Alicia Payne was born in 1982 and grew up in Canberra, went to Kambah High and then on to Sydney University to study economics and social science.
Her parents - her mother, Trish, is an academic who has written on the role of backbenchers ("She's got lots to tell me," Payne says), and her father, Stephen, is a former Canberra Times journalist who covered the public service and later became political staffer - grounded a young Payne in good "Labor values".
Although Payne joined a walk-out at high school opposing French nuclear tests in 1996, it wasn't until university that her political conscience really developed.
"The thing that I first got involved in at uni was refugee stuff, [the] Refugee Action Collective. Being at uni and studying politics, it was really there that I guess I started to get really aware of things," she says.
It wasn't until 2006 that Payne joined the Labor party, while working as a researcher at the National Centre for Social and Economic Modelling. Changes announced by the Howard government in 2006 to put sole parents on Newstart galvanised Payne's political action.
"I didn't work on that project, [but] I was looking looking at the numbers and the impacts and that was a big part of that debate," she says.
"I think some NATSEM research came out showing just how bad it would be for the sole parents, which I think eventually influenced the age being moved from six to eight for the youngest child.
"But that for me was a tipping point where I was like, 'I want to go in and join the party and get involved in getting rid of the Howard government in whatever way I can'," Payne says.

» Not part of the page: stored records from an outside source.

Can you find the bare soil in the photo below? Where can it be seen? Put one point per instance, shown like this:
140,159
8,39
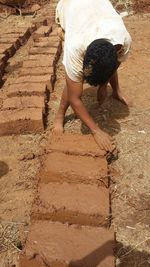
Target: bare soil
20,155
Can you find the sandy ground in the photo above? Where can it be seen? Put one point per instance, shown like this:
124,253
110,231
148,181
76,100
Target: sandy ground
20,158
130,126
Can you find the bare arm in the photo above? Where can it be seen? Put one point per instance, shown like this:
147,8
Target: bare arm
75,90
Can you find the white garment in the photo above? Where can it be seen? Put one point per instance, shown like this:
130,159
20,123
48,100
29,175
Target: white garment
83,22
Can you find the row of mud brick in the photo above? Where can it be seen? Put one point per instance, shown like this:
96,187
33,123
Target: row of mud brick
23,102
70,217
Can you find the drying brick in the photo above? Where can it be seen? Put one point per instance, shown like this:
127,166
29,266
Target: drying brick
42,31
63,245
8,49
21,121
46,79
72,203
78,169
26,89
10,40
69,144
23,102
37,71
43,51
35,61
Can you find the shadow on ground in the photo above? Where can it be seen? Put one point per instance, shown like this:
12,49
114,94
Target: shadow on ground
4,169
105,116
126,257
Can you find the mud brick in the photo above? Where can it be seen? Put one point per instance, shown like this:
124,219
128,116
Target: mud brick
40,21
68,144
23,102
50,39
3,58
18,36
8,49
42,31
49,42
1,81
54,32
43,51
61,168
37,71
2,67
10,40
39,62
73,203
23,31
27,89
24,121
45,79
63,245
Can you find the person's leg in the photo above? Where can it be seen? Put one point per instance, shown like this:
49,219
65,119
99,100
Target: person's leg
117,94
59,119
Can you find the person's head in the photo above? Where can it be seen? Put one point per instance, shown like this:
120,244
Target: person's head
100,62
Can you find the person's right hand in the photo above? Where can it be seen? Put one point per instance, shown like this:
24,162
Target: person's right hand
104,141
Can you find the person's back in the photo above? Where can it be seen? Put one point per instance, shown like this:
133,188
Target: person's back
96,42
85,21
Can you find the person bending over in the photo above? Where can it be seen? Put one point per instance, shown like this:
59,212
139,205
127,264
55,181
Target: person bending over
95,43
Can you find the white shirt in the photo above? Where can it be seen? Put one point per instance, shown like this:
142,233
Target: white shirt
83,22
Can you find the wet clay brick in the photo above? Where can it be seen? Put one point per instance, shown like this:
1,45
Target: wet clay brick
48,40
42,31
43,44
69,144
40,21
31,63
23,102
11,40
3,58
18,36
23,31
7,49
65,246
37,71
59,167
46,79
26,89
43,51
21,121
2,67
72,203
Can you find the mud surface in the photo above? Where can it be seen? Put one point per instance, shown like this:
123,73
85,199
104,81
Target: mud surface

She has door knocked, letter-boxed and campaigned in every election since 2007.
For Payne, economic modelling is at the centre of policy thinking, and she points to the 2014 Abbott government budget as an example where the numbers didn't stack up.
"I think usually in our current environment, it's so easy to be written off as being one way or the other, just when the modelling shows something that should be obvious," she says.
"I think evidence and distributional analysis is so important in policy making and usually they back up a fairness objective. Aside from ideology, our economy needs people to have decent incomes to feed back into the economy and it's got an economic argument for it as well."
Payne says her highly active policy mind doesn't really switch off, but she does enjoy bushwalking and kayaking with her husband, Ben, and spending time with their young son, Paul - though he has made the kayaking a bit trickier.
While Payne is disappointed about the election result, she says there's still good work to be done in opposition.
"We're in an interesting situation here where [the Coalition] did win. They did run a small target strategy so a lot of what they might do has not been tested with the electorate. It will be an important role in us standing up for our constituents," she says.
"I think it's about continuing to advocate for the issues that Canberrans raise, a lot of which were national issues too, like climate change. So we've got to keep up the fight on that.
"Where do I see Canberra in three years? I hoped to advocate for those things but it's obviously harder with the Liberal government, and you know Canberra will be a target for cuts."
A through-and-through local, Payne wants to be a strong advocate for the national capital, making sure Australians are proud of their capital city and want to come and visit.
"A lot of my friends at uni - when I was in Sydney doing politics - got these internships to come here for a semester to work with a politician or whatever. And they were all like, 'Oh my god, how are we going to survive?' Many of them came and loved it here and then joined the grad program and wanted to move here.
"I think it's really about getting people to come here to see what a wonderful place we have to offer," she says.